Just in the last twenty years or so, potential Feng Shui students have come across schools which identify themselves as “Traditional” or “Classical” versus some other schools, such as “western Feng Shui” or other clever descriptions. And some of these misnomers make it appear that if you are not studying the “modernized” versions of Feng Shui that somehow you will be lacking in the ability to discern and apply these ancient teachings in a modern context.
Nothing could be further from the truth, so long as the consultant has had ample training in the traditional methodology. And that is the ironic twist because many so-called modern schools generally do not provide their students with the deeper and more accurate ways to diagnose a building, house or natural landscape. In contrast, the traditional or classical schools are so complex, sophisticated and nuanced, that they really can make a claim that Feng Shui is a natural science as much as a metaphysical practice. And yet it is this level of study which has been daunting enough to keep the majority of Feng Shui practitioners away from studying the Real McCoy. This is why the other camp now frequently calls itself “Chinese Feng Shui” because they want to be identified with the authentic origins of this practice.
And still, one has to scrutinize the training of any consultant, since some “Chinese” practitioners use the term just for marketing purposes when they are dispensing little more than a big bag of folk beliefs. Another term that was not used 20+ years ago (because it seemed too technical) is “Xuan Kong Fei Xing Flying Star” school, as this lets consumers know that the practitioner uses a compass and factors in the changing influences of time, so critical to a proper analysis.

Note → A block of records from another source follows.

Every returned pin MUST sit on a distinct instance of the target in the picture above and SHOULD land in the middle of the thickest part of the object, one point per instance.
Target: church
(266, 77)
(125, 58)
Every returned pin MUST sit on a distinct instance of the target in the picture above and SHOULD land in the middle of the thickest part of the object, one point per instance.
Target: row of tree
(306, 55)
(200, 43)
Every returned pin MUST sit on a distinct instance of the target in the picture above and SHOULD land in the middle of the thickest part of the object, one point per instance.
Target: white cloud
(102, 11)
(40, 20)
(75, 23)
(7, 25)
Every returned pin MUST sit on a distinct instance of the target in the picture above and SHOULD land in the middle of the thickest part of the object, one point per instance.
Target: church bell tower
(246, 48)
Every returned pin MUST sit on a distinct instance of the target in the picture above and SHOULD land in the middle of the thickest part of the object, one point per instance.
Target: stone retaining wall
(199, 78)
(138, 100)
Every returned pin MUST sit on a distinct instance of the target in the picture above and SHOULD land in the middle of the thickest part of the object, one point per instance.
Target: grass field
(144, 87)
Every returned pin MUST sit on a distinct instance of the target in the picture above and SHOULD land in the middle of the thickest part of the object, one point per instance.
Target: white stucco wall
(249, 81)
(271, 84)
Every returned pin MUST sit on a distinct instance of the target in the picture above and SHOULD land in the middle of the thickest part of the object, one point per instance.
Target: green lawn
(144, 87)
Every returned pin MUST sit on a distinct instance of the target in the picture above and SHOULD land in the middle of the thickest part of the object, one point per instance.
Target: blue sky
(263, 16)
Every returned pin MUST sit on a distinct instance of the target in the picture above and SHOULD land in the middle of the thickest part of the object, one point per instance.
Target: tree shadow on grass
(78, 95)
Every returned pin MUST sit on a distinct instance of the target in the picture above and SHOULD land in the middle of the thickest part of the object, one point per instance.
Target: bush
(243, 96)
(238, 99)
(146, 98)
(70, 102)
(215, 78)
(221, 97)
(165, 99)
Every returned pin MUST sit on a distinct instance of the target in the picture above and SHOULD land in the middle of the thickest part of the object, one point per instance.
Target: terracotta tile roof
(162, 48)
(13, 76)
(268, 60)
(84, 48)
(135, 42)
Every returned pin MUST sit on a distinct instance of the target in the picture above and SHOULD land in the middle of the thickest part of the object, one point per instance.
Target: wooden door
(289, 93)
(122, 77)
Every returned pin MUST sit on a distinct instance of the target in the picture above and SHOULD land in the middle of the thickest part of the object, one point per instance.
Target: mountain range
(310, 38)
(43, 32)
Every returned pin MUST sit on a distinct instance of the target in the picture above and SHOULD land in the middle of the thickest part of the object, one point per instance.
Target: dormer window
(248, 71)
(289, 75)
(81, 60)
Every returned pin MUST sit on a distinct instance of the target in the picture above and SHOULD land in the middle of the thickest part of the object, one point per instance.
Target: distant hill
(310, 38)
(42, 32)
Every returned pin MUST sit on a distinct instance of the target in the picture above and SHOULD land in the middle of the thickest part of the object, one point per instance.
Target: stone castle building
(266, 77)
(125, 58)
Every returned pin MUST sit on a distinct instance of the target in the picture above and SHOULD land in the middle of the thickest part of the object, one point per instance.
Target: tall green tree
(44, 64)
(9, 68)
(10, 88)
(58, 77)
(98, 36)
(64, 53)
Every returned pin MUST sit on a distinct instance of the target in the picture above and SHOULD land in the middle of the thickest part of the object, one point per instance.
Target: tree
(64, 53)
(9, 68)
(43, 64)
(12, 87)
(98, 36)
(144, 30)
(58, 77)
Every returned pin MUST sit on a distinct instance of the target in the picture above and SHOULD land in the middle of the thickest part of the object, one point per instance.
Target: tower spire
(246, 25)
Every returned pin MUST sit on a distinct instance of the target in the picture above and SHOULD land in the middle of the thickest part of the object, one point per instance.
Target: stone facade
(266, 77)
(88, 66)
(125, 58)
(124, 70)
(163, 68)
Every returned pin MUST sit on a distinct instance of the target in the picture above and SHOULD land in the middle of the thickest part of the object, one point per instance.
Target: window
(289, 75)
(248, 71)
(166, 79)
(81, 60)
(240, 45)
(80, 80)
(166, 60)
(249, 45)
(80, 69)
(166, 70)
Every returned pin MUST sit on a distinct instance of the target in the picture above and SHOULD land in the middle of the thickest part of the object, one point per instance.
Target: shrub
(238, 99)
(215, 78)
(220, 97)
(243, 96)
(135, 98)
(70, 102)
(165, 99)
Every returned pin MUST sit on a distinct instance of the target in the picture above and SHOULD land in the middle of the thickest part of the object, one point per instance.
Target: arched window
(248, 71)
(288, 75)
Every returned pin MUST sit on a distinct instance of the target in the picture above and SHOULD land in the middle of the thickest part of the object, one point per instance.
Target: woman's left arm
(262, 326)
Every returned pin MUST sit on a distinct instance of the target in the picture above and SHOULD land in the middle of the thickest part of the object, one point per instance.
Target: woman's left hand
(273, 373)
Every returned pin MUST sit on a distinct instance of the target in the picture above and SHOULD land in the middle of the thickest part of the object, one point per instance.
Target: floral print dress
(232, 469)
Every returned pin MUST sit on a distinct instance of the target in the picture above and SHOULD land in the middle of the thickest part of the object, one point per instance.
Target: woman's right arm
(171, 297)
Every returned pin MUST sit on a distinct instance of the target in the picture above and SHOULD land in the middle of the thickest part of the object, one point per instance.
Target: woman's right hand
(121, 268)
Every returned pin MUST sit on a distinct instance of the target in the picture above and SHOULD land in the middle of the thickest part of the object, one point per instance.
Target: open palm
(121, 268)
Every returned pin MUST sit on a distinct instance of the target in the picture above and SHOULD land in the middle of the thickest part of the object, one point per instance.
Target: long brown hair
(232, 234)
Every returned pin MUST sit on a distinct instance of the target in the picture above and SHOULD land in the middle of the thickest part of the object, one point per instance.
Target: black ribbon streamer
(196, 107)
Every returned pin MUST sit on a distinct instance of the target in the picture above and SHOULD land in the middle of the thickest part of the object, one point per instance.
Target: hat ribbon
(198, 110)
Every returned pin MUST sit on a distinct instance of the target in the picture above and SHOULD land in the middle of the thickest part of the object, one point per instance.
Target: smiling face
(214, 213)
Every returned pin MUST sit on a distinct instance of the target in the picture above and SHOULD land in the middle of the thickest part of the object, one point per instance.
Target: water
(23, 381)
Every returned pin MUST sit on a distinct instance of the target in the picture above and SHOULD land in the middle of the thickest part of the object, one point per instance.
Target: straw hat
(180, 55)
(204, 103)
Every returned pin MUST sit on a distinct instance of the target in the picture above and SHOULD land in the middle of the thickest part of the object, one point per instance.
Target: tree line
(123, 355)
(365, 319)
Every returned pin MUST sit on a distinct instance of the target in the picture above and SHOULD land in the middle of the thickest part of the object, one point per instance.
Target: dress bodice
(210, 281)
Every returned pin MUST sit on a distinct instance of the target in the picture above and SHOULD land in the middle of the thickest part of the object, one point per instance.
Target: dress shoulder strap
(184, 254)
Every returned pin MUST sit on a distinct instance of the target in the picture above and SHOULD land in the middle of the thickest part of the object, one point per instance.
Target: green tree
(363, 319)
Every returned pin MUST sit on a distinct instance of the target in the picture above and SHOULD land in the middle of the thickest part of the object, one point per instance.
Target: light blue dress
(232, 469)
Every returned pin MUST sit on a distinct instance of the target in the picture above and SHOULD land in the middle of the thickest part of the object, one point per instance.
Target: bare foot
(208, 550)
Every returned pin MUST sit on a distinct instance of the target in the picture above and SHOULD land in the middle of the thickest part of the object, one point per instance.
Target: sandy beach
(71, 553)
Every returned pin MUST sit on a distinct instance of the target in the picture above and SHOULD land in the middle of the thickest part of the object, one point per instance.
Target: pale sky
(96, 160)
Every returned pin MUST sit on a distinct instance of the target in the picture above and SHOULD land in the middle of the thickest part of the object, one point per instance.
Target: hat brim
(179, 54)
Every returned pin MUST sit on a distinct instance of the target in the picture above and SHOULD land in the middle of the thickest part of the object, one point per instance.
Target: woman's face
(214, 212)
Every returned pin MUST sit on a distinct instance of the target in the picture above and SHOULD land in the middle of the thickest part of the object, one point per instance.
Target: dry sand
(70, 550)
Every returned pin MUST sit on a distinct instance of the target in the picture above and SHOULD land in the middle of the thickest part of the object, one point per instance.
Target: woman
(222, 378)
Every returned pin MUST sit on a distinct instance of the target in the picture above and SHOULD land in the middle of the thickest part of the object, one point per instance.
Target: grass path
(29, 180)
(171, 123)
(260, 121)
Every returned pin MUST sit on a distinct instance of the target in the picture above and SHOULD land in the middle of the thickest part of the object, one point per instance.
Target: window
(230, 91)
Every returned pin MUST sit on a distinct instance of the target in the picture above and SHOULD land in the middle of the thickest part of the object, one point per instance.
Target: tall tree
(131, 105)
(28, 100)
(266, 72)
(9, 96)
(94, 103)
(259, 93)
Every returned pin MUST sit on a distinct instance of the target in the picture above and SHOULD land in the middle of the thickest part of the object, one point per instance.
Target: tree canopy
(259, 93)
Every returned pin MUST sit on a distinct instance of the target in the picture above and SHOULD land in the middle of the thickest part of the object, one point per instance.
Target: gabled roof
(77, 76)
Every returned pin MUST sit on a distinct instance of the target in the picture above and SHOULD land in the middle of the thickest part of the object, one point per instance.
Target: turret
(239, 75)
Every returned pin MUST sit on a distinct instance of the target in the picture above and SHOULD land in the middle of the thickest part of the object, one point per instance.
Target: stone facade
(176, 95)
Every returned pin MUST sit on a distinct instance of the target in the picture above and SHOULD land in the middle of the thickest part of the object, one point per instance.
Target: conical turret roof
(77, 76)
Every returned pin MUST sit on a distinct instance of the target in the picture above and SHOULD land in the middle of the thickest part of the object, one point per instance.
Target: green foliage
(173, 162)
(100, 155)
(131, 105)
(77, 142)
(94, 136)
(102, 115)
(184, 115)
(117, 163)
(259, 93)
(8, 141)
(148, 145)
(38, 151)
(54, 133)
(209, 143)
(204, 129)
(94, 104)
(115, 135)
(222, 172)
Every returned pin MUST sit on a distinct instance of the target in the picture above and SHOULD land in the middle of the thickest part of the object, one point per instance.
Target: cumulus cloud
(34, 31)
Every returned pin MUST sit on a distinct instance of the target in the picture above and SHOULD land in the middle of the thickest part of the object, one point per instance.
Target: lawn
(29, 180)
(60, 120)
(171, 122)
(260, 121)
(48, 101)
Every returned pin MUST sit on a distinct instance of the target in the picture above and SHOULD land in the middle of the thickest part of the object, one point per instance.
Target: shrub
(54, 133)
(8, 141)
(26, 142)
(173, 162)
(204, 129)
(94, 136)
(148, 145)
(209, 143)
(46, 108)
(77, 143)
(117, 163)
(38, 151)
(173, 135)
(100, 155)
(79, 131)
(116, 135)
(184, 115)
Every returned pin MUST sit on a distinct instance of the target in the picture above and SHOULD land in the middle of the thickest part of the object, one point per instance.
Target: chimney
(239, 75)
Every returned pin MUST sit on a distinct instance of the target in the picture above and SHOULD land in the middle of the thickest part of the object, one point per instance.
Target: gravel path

This peculiar practice of homogenizing information exists in other esoteric arts as well, such as Yoga. For many years I practiced something called Kundalini Yoga, which is not an ancient art form, rather a style that was created by one man (which he trademarked) and brought to the United States in 1969. This style of yoga blends some of the traditional Hatha Yoga postures with the breathing techniques from Pranayama Yoga and also includes meditation focal points from Raja and Mantra Yoga. Fast forward 40 years later and we have people now blending yoga with other forms of exercise, martial arts and coming up with crafty names like “Power Yoga.”
It is true that in ancient times there was no such thing as a garage to park your car in. And it is true that a thousand years ago a Feng Shui master would not be advising an internet company or any technology business on how to best set up their offices. But the very heart of Yin-Yang theory gets down to the math of zeros and ones and the DNA of our being, so these classical principles are as applicable to any modern environment, anywhere, as they were hundreds or thousands of years ago. In fact, it is easier today to use those traditional methods in an even more exacting way, thanks to technology.
Over the years I have heard really pitiful excuses for a practitioner not using a compass or preferring a westernized adaptation of Feng Shui that can be learned in an afternoon, as if it were superior or more relevant to our current times. But when people choose to learn the classical material they always are in awe and they embrace it since it is so much more accurate. They almost never go back to the more simplified New Age methods as it wouldn’t be possible to do that with a clear conscience.